We’re already seeing many operators deploy centralised OCS (online charging system) for real-time charging for all data services and passing a rated data usage to the existing billing system to cater for post pay customers. This approach makes sense as circuit switched voice and texting is still around and will be so for a good time yet. This way operators can use their legacy billing systems for the purpose they were intended for and take an adjunct approach for real-time data charging and cater for new IMS services such as VoLTE, VoWiFi as well as data services.
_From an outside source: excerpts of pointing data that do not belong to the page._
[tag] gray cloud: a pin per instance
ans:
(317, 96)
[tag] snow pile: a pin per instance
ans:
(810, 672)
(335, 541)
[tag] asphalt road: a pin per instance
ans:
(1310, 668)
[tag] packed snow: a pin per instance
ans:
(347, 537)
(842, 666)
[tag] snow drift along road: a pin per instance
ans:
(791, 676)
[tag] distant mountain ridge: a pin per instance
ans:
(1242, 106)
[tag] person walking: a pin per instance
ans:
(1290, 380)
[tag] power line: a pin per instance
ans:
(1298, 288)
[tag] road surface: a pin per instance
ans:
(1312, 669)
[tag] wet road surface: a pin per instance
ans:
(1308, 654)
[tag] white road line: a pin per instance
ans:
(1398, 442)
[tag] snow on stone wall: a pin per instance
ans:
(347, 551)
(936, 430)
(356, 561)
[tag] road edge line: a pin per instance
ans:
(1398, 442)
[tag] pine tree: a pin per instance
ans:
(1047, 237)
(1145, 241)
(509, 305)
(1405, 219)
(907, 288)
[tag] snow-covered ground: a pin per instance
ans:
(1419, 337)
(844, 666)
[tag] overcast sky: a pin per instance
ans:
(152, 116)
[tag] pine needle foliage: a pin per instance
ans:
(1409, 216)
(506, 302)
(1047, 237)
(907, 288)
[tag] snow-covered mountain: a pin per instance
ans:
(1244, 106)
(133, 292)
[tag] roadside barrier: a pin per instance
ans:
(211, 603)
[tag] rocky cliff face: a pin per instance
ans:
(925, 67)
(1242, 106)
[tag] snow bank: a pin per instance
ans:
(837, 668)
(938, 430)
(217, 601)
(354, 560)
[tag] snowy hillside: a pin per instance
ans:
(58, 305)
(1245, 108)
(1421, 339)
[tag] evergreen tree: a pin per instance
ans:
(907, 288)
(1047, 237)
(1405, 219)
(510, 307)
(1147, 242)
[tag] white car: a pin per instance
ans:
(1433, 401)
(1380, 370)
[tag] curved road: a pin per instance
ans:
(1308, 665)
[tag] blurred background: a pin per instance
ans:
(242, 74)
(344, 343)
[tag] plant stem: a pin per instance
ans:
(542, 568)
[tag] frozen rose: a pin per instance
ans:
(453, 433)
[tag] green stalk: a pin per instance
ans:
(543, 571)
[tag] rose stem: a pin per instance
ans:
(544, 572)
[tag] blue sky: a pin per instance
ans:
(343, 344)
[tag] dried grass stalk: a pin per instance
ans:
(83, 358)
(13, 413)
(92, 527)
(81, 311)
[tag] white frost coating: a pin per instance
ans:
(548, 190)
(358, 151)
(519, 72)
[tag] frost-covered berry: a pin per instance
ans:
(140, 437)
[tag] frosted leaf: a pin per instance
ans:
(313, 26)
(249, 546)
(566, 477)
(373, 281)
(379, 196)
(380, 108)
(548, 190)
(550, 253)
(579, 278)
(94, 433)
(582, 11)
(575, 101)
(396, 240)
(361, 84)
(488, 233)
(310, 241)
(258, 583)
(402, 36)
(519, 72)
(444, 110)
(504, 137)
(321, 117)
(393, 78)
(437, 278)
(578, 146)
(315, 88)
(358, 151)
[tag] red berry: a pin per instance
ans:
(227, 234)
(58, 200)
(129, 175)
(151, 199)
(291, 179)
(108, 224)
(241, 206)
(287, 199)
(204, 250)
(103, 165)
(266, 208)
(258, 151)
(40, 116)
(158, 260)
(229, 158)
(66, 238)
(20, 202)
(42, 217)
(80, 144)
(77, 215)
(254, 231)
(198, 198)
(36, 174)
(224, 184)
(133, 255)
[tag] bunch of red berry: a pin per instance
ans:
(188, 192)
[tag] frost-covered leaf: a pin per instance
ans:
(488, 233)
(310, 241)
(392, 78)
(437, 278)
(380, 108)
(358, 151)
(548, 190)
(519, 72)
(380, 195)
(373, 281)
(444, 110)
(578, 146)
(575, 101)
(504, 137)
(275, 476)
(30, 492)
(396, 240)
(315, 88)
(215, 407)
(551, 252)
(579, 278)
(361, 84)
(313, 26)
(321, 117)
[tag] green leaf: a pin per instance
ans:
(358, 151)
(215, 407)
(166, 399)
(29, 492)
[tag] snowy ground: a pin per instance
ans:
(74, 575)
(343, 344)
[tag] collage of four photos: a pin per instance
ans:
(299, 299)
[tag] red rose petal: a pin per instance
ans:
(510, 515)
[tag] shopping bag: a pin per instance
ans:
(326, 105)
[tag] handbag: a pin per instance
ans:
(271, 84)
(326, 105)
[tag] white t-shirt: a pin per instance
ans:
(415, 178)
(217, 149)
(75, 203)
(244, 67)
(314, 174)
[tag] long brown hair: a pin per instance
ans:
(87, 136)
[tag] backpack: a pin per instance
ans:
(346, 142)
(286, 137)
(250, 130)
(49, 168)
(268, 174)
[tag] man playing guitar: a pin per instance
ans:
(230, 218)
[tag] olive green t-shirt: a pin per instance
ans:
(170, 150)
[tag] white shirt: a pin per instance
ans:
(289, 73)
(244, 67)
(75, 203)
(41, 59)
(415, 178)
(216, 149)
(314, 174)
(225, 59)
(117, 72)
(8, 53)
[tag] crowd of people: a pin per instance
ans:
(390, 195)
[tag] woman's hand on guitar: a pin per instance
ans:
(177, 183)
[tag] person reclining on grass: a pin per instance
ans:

For pre-paid customers (which make up the majority of mobile consumers worldwide) charging was typically carried out in the IN platform. LTE will lead to the introduction of the IMS and the functionality of IN services, particularly call control and prepaid charging, must be carried forward in the IMS domain, something which existing IN systems are incapable of supporting, which is a bit of a problem. However, there are many existing services that IN does support – such as circuit switched voice – and as long as the operator provides them, then they need to be charged for – but not as part of a legacy platform that doesn’t provide the capabilities operators need for LTE. Many existing IN platforms are now reaching end of life and operators are looking to replace them. However, service control must be an integral part of the IN replacement solution if the functionality of policy/online charging is to be fully exploited for all customers for all services. IN replacements should continue to support legacy 2G/3G networks and their subscribers for the foreseeable future – at least for the next five to seven years – as near-total migration to LTE and IMS will take at least that long. This is why Openet has teamed up with Opencloud to provide an IN replacement solution that caters for circuit switched and IMS traffic. This approach gives operators the BSS platform to have the flexibility and agility that real-time charging enables, for all customers for all services and take advantage of the innovation that LTE is driving.